Eye For Film >> Movies >> The Ice Storm (1997) Film Review
The Ice Storm is Ang Lee's 1997 adaptation of Rick Moody's novel. It is set in an affluent suburb in Connecticut during the Thanksgiving holiday of 1973. The drama centres around the interplay between two nuclear families, the Hoods and the Carvers. All is not well. Both marriages are on the rocks having run out of steam.
The film opens with Paul Hood (Tobey Maguire) travelling home from boarding school in New York. As the train, stalled in the ice storm of the film's title, restarts and travels through the bejewelled landscape, he muses on the Fantastic Four and that comic's relation to family dysfunction. The film takes its time focusing on the glistening beads and icicles and the crackling train wheels on frozen rails. Paul's family is waiting for him as he alights at New Canaan station. This scene bookends the film.
Skipping back a few days to the events that lead to this point, the film becomes embroiled in the interwoven plots that all come to a head during the ice storm. When it comes to the children, Paul and Wendy Hood (Christina Ricci), Mikey (Elijah Wood) and Sandy Carver (Adam Hann-Byrd), they are about sexual discovery and rebellion. The actions of adults in the film don't mirror the growing pains of the children, they overshoot them. Wendy's mother Elena's (Joan Allen) shoplifting outclasses her daughter's in terms of both quantity and ineptitude. Her father Ben's (Kevin Kline) affair with Janey Carver (Sigourney Weaver) is more emotionally clumsy than the adolescent fumbling. At the confluence, a key party on the night of the storm, the parents take the drinking and casualness of sex to a level that their children just don't.

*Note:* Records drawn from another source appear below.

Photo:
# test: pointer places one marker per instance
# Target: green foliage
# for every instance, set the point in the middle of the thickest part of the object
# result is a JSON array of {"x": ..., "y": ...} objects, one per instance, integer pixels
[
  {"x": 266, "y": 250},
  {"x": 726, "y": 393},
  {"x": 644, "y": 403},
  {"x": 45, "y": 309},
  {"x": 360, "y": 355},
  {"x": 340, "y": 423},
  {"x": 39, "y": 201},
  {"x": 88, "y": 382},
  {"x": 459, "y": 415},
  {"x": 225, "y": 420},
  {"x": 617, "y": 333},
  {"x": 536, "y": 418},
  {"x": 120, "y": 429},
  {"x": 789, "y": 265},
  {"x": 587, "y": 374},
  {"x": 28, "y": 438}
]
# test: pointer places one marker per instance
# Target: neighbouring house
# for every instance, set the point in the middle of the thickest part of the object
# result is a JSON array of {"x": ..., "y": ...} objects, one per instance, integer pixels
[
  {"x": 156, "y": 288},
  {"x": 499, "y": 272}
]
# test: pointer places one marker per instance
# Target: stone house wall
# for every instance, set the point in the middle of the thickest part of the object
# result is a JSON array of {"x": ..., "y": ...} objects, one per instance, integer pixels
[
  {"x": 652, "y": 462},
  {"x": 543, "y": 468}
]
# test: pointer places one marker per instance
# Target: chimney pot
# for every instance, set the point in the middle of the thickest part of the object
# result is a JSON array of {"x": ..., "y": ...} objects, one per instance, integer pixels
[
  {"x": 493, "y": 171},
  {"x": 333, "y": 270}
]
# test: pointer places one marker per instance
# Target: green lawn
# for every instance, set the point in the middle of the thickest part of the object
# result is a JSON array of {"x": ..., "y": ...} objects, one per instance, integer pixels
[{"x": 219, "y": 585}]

The collision between 1960s ideals of free love and the American family unit plays out against the backdrop of Watergate and the breakdown of the Nixon government. With The Ice Storm, Ang Lee is not cruel or judgemental. The adults in the film are lonely and unfulfilled, sexually and socially. Fulfilling the American dream has failed to satisfy them. Having all the accoutrements of wealth doesn't fill every hole. There is a gentle sadness to this film. Lee also puts in a lot of humour, not overblown or slapstick. It's situational, in dialogue and the awkwardness of characters. There are also little references to other films, Wendy saying grace is a knowing nod to Wednesday, Christina Ricci's character in Addams Family Values.
James Schamus's script is sharp and witty. Lee is very good at getting affecting performances out of actors, especially the younger ones. But what really stands out about The Ice Storm, at least initially, is the way that he and the cinematographer Frederick Elmes use the frozen landscape. It is quite simply stunningly beautiful. Between reflection and refraction, the sparkle of ice wet with rain and the new sun just above the horizon, Lee gives us a complexity of light that is unmatched. He can also do something else: direct action. Crouching Tiger, Hidden Dragon shows how capable he is at that type of filmmaking. It's there in the two shoplifting scenes, when the car skids out on ice and crashes, when inappropriate behaviour is discovered. He can convey emotion, character and narrative through movement.